Kenny Garcia is Reference and Instruction Librarian at California State University – Monterey Bay in Seaside, California. Kenny has been an ACRL member since 2009 and is your ACRL member of the week for June 22, 2015.
1. Describe yourself in three words: Student-centered, praxical, and community-oriented.
2. What are you reading (or listening to on your mobile device(s)? I just finished reading What’s Gender Got to Do With It? A Critique of RDA Rule 9.7 by Amber Billey, Emily Drabinski, and K.R. Roberto. I’m currently reading Environments for Student Growth and Development edited by Lisa Janicke Hinchliffe and Melissa Autumn Wong, Love Cake by Leah Lakshmi Piepzna-Samarasinha, This House, My Bones by Elmaz Abinader, Black Prophetic Fire by Cornel West, and Prison Notebooks by Antonio Gramsci. I look forward to reading Uncivil Rites by Steven Salaita when it’s published in November.
3. Describe ACRL in three words: Community, collaborative, and engaging.
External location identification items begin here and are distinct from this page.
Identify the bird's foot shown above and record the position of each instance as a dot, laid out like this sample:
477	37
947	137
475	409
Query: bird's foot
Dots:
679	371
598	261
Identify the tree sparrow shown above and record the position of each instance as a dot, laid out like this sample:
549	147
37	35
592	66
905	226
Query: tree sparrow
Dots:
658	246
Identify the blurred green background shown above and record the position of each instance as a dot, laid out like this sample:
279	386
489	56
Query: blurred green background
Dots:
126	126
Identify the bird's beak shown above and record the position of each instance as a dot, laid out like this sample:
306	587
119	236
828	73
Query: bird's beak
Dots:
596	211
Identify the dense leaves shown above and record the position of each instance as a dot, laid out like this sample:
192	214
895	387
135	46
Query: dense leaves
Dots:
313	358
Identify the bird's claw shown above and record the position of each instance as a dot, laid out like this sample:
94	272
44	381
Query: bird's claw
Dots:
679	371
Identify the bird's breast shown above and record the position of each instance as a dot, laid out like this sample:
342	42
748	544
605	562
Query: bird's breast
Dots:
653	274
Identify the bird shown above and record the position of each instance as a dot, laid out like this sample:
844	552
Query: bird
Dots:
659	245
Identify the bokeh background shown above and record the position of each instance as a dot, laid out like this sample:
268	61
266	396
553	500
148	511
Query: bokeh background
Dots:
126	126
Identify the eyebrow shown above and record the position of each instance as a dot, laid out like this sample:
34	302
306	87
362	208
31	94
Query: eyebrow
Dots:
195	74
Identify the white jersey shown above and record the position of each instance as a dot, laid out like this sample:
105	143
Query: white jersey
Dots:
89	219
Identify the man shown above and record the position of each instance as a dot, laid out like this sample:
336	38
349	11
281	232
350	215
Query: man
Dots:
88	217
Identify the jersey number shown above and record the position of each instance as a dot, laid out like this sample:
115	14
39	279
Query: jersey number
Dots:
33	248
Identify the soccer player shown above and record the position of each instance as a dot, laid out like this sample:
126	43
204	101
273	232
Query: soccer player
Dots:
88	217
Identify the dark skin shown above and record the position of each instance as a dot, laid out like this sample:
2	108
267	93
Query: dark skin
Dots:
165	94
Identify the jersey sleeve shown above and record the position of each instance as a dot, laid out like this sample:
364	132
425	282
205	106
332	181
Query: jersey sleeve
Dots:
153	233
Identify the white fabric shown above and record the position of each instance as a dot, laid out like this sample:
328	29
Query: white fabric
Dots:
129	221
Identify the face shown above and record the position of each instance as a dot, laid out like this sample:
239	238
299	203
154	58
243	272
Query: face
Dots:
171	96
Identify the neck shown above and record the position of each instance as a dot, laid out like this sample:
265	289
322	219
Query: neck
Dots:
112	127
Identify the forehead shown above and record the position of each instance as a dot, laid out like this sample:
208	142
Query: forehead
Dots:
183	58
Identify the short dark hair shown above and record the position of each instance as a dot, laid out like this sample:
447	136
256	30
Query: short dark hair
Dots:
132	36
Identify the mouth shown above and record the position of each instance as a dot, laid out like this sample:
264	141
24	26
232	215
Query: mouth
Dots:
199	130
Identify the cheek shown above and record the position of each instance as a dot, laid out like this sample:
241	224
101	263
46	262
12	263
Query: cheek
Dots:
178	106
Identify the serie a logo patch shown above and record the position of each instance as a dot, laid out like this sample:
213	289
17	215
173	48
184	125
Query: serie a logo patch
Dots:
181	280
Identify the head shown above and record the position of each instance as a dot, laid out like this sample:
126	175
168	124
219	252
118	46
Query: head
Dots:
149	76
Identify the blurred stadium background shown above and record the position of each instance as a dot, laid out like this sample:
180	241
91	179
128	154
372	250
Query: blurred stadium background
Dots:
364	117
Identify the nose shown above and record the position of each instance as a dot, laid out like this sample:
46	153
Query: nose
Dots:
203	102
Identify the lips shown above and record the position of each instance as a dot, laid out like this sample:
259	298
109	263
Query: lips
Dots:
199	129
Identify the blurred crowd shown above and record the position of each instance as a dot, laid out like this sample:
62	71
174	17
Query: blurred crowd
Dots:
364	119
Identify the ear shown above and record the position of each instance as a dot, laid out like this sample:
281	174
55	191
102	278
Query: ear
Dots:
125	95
4. What do you value about ACRL? As a fairly new member to the library profession, I have found the association to be extremely valuable for my professional development, networking opportunities, and learning about best practices in the various areas of academic librarianship. I received a scholarship to attend my first ACRL conference in Portland this year. It was an amazing experience and I was able to reflect on my pedagogical skills and network with other academic librarians interested in critical information literacy, diversity, and faculty/staff collaborations.
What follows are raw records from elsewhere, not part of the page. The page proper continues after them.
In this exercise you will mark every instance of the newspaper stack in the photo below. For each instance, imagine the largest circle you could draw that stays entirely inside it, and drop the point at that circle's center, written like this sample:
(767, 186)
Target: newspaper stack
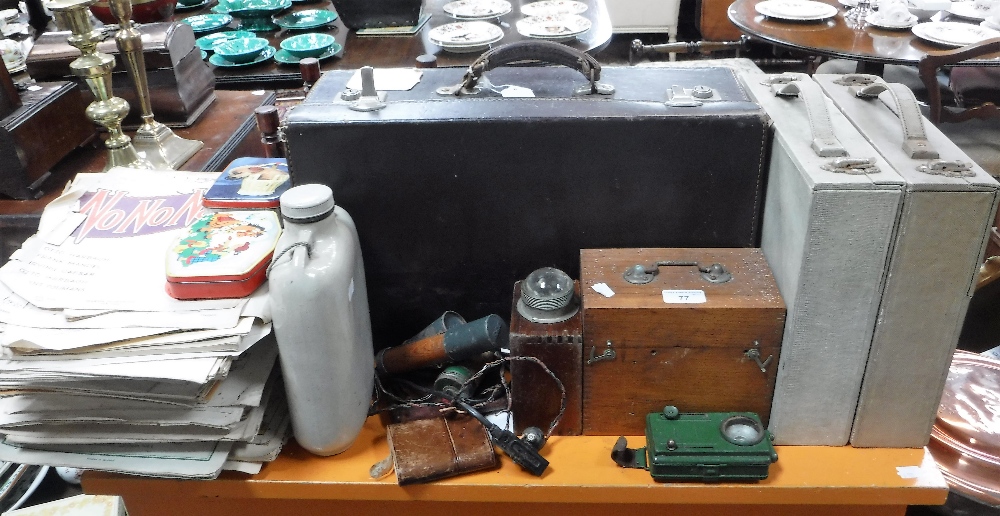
(101, 369)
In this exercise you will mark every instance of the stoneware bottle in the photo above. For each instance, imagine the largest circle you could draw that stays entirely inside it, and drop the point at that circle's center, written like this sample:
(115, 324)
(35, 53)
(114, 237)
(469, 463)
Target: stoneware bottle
(319, 308)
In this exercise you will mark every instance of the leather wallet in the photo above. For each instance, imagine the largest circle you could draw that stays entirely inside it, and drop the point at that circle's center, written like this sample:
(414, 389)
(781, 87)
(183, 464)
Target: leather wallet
(428, 449)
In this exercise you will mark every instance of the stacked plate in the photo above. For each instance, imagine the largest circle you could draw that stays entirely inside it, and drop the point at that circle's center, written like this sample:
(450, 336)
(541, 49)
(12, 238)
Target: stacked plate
(477, 9)
(465, 36)
(970, 10)
(796, 10)
(953, 34)
(552, 7)
(902, 19)
(553, 27)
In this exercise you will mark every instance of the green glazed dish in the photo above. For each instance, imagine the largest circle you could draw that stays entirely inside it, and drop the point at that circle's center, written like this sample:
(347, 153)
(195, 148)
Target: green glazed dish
(203, 23)
(241, 50)
(307, 45)
(307, 19)
(283, 57)
(208, 42)
(219, 61)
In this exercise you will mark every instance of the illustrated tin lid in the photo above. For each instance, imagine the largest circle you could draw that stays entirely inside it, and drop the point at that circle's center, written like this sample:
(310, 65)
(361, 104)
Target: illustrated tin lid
(224, 246)
(249, 183)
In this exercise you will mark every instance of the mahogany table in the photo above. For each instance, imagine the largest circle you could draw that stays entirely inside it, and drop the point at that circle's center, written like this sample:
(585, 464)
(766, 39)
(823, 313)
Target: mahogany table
(228, 129)
(871, 46)
(390, 51)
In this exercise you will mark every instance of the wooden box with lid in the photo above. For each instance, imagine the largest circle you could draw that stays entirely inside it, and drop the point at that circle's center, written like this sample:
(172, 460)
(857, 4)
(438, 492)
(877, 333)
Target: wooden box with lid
(699, 329)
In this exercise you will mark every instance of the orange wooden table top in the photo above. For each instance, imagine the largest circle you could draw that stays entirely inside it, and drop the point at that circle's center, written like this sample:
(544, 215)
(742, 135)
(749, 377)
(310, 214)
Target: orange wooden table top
(817, 480)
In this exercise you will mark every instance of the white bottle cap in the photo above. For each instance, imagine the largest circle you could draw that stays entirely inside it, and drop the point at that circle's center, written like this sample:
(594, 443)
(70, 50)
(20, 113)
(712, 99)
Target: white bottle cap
(307, 203)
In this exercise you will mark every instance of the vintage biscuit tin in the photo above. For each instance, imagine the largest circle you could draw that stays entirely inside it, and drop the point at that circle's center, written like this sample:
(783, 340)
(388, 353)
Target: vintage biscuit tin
(249, 183)
(223, 255)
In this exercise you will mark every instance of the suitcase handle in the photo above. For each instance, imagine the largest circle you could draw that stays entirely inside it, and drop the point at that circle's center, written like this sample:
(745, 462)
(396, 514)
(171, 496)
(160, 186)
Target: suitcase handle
(542, 51)
(907, 109)
(824, 140)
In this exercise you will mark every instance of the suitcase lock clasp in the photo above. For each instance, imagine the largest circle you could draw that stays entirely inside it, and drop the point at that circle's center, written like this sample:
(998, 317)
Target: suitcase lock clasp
(369, 99)
(754, 354)
(640, 274)
(609, 354)
(853, 166)
(940, 167)
(678, 96)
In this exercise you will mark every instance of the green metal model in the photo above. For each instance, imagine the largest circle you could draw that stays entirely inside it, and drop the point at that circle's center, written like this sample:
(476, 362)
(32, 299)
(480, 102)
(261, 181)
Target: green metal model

5. What do you, as an academic librarian, contribute to your campus? As a reference and instruction librarian, I provide reference assistance at a reference desk and support business, nursing, and kinesiology students through consultations and library instruction sessions. I’m also responsible for the collection development in the business and health & wellness subject areas. I’ve also been able to build a pedagogical community with library colleagues, student affairs colleagues, teaching faculty, and students.
6. In your own words: I love collaborating with library colleagues, student affairs colleagues, teaching faculty, and students. I feel fortunate to be working at a Hispanic-serving institution that has historically valued serving undereducated and first-generation students, while incorporating social justice, inclusive excellence, and gender equity-based values in its vision and mission statements. As a profession, I hope academic librarianship will continue to grapple with issues related to diversity, critical librarianship, and social justice. As academic librarians, I also believe that engaging and collaborating with community-based organizations and partners is vital to the flourishing of students as civically and critically engaged community members. I love what I do, and find the process of engaging and building with academic communities and community spaces to be very fulfilling!